We have just decided that, in view of our planned go-live in early 2021, it is too late for us to change the operating model again now and remain in SAP’s HEC STE. However, SAP will still have to change a great deal so that the project management can confidently recommend this operating model as suitable for productive operation – currently perhaps our greatest go-live risk. Admittedly, our own organization was not sufficiently prepared for the step into HEC STE – however, we did not know what to expect in detail, and my expectation is that the provider will take the customer by the hand in preparation for this and will not start to act only when the horse already left the barn days ago.

 

CONCLUSION:

The step into SAP’s HEC STE has cost us several additional man-days of our most qualified consultants to compensate for what SAP did not do, or to clean up. Furthermore, a delay in the project plan of several weeks, not to mention the frustrations for all team members. As of today, we still do not have a fully functional HEC STE environment for our project, nor any idea how to securely build the subsequent systems … and we get the cold horror of the thought of going productive in such a service environment!
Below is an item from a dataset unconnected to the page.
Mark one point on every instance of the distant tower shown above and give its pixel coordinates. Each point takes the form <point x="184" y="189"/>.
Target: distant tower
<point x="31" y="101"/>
Therefore my recommendation:

“Hands off the HEC STE of SAP!”

And as I said, I am convinced that other providers can do this better, even if not as SAAS (Software As A Service), on which SAP has a quasi monopoly in this case, but as IAAS (Infrastructure As A Service), where the SAP licensing issue still has to be solved separately … and after all that, The additional charges that SAP has to make because of the situation, because you’re on the drip, I’m not sure whether an IAAS solution with a competent and agile partner would not also lead to a lower TCO (Total Cost of Ownership).

PS: the inclined reader of this blog may now also understand what has kept me from continuing to write this blog in the past months … and unfortunately it is still not completely solved.